La SAS ERAS soutient principalement, au soutien de ses demandes, que :

– le salarié est mal fondé à invoquer la nullité d’une convention de forfait régularisée au stade de l’embauche et qu’il a exécutée sans difficulté ni réclamation durant plusieurs années de relation de travail ;

– l’accord d’entreprise du 20 janvier 2014 prévoit la possibilité de conclure un forfait en jours sur la base de 216 jours par année civile, ainsi que les modalités de fonctionnement de la convention de forfait en jours, notamment la préconisation de deux jours de repos hebdomadaire consécutifs, le contrôle du nombre de jours travaillés, le suivi régulier de l’organisation et la charge de travail, la tenue d’un entretien annuel individuel, et l’adaptation du forfait en cas de contraintes familiales ou de santé.

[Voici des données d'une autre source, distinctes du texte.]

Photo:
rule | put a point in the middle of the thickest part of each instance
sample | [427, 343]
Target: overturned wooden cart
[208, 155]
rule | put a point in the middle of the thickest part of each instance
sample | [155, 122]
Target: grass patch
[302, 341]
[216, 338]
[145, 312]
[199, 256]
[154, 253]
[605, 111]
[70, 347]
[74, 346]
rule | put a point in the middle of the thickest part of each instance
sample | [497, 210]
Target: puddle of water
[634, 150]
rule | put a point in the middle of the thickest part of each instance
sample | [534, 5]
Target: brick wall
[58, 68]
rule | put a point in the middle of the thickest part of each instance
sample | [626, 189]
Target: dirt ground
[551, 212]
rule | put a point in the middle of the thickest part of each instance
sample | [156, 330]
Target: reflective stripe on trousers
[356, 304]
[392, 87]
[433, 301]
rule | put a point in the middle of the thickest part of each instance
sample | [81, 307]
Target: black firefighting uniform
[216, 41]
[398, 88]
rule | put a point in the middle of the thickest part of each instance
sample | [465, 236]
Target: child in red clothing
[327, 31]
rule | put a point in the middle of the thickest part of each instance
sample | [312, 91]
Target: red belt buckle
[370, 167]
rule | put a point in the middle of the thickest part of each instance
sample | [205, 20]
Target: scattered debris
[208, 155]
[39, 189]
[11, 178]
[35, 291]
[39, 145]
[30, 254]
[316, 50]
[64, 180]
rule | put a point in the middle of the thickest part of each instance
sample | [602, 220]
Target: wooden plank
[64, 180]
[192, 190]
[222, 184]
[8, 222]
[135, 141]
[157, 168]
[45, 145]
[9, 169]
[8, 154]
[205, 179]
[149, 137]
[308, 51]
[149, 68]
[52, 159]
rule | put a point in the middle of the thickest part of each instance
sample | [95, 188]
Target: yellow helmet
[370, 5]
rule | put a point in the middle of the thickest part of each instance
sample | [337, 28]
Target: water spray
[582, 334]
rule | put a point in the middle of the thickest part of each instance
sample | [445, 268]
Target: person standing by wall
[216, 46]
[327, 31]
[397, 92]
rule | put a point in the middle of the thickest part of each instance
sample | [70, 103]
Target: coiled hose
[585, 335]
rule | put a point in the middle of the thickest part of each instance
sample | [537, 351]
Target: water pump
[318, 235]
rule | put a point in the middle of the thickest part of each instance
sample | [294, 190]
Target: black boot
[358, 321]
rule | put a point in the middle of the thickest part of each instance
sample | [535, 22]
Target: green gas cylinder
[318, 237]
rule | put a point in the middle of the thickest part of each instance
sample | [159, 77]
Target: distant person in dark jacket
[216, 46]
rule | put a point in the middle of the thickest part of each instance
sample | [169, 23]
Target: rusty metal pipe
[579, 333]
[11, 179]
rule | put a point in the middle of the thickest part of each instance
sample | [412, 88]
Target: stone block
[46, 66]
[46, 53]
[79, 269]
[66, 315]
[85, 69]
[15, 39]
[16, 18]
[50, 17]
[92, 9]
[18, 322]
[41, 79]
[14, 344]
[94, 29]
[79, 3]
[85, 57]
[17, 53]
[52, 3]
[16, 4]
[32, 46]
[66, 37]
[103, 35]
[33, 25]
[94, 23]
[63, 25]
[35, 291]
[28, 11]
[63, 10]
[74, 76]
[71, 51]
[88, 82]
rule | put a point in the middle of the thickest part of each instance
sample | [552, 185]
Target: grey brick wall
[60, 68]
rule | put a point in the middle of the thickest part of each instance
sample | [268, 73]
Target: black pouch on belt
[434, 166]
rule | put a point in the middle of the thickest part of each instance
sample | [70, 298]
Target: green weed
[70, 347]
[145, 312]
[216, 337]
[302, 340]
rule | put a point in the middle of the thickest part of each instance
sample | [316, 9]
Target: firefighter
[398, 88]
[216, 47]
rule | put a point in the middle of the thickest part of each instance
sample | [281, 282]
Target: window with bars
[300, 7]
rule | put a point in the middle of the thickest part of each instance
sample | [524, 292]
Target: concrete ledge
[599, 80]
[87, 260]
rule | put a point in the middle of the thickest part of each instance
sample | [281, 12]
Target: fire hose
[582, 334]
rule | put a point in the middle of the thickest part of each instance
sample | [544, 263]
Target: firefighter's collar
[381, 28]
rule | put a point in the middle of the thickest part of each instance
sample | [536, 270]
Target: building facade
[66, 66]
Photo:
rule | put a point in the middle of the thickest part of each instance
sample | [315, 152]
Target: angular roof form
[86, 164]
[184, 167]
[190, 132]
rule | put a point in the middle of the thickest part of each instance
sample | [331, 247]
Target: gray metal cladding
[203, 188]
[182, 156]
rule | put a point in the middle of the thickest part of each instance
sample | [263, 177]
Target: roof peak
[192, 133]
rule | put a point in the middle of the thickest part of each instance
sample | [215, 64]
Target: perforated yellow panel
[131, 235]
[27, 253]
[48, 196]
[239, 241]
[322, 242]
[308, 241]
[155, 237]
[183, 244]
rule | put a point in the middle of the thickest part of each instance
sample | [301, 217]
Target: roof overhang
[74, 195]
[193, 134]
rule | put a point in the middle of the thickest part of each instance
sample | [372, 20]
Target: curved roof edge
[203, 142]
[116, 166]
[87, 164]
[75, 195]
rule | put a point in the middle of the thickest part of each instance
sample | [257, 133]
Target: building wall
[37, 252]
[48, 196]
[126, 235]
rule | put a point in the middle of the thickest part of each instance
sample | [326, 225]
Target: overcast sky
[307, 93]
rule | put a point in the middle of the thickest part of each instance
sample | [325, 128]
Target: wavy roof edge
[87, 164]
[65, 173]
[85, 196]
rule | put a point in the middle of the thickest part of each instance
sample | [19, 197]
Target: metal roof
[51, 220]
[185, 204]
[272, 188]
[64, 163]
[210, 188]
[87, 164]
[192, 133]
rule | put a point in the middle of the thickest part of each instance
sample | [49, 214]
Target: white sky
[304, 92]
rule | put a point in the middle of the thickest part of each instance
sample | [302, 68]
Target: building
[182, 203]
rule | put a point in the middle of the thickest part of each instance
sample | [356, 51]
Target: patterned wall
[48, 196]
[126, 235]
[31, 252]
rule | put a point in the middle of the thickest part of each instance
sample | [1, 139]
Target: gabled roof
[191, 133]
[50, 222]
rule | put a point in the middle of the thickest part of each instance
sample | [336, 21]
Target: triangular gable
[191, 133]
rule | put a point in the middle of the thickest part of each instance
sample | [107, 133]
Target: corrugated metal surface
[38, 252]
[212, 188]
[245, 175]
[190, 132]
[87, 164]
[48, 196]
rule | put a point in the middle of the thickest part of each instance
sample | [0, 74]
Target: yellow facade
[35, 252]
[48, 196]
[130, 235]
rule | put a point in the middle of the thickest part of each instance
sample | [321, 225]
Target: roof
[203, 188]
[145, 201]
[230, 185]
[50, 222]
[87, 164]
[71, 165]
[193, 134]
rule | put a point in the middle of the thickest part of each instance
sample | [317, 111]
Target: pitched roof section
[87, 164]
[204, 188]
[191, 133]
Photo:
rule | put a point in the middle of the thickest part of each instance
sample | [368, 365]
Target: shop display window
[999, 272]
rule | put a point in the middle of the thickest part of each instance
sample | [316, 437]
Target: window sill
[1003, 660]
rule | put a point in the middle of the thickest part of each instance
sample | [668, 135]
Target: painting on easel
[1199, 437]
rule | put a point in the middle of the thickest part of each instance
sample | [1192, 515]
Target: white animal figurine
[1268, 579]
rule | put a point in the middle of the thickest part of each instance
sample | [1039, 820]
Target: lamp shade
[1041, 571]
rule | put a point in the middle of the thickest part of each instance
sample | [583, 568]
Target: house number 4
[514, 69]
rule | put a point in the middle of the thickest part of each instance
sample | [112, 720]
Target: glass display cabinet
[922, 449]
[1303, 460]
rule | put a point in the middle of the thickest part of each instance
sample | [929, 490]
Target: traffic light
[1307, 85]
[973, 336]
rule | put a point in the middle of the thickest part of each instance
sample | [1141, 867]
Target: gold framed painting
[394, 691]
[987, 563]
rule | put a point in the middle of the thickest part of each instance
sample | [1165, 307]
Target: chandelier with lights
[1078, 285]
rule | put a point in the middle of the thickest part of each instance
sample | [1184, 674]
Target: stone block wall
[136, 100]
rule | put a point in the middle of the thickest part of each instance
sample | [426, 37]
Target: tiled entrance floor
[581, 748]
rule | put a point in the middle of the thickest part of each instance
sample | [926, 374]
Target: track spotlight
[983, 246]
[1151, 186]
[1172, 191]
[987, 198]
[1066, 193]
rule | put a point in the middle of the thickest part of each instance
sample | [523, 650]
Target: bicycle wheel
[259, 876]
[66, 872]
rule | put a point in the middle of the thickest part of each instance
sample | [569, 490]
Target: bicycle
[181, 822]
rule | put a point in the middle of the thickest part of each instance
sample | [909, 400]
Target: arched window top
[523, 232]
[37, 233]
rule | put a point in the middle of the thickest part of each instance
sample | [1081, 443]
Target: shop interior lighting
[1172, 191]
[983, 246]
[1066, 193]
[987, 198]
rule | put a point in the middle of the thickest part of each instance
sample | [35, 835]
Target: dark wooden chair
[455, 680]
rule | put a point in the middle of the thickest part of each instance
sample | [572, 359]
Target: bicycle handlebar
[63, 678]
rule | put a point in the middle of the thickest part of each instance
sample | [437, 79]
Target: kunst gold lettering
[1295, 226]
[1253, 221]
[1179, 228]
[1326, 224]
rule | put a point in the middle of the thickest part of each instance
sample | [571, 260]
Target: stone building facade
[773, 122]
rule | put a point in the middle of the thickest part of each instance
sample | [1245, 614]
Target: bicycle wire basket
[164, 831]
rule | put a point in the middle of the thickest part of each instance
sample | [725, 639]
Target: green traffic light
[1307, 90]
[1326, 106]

– Les jours travaillés et non travaillés étaient suivis par l’établissement de relevés d’activité (Relevés FSA) remplis par ses propres soins, s’agissant d’un critère unique de présence ;

– Monsieur [Y] a bénéficié d’entretiens spécifiques « forfait jour » lors desquels étaient évoquées l’organisation et la charge de travail, notamment les 23 décembre 2015 et 4 janvier 2017 ; à ces occasions, le demandeur s’est dit en mesure d’adapter sa journée de travail à sa charge de travail ainsi que de concilier sa vie professionnelle et sa vie de famille, sans autre observation quant à sa charge de travail ; l’intéressé a bénéficié, de manière régulière, d’entretiens annuels d’évaluation, au cours desquels étaient évoqués et discutés ses objectifs, la charge de travail étant intrinsèquement liée ;

– subsidiairement, la demande de rappel d’heures supplémentaires n’est pas étayée puisque sont versés, en tout et pour tout, des « Feuilles de présence de l’employé » entre 2015 et 2017, qui ne permettent pas d’établir que Monsieur [Y] aurait réalisé des heures supplémentaires de manière quasi-invariable, sans qu’il ne soit fait état d’aucun horaire de travail ;

– par ailleurs, il n’est ni démontré, ni même allégué, que l’intéressé eut été sollicité par la société en dehors des horaires collectifs de travail, en sus de l’horaire collectif ;

– au demeurant, les décomptes produits contiennent de nombreuses erreurs, qui doivent nécessairement amener à réduire le quantum des heures de travail réellement effectuées par l’intéressé ;

– enfin, s’agissant d’une convention de forfait conclue entre les parties et les clauses indivisibles, il n’est ni contesté ni contestable que la rémunération servie l’a été, par référence à un forfait, tel que cela était mentionné sur les bulletins de paie, pendant toute la durée de la relation contractuelle de sorte que, si la clause « durée du travail » devait être annulée, les effets de la nullité auraient nécessairement à être étendues à la clause de rémunération ;

– le cas échéant, le salarié ne démontrant aucune volonté délibérée de l’employeur de minorer le nombre d’heures de travail déclarées devra être débouté de sa demande indemnitaire au titre du travail dissimulé.

* * * * *

Les articles L. 3121-39 et suivants du code du travail, dans leurs rédactions applicables à la date de conclusion de la convention litigieuse, prévoient que les salariés ayant conclu une convention de forfait en jours ne sont pas soumis aux dispositions relatives à la durée légale hebdomadaire, à la durée quotidienne maximale de travail ni aux durées hebdomadaires maximales de travail respectivement prévues aux articles L. 3121-10, L. 3121-34 et L. 3121-35 et L. 3121-36 du même code.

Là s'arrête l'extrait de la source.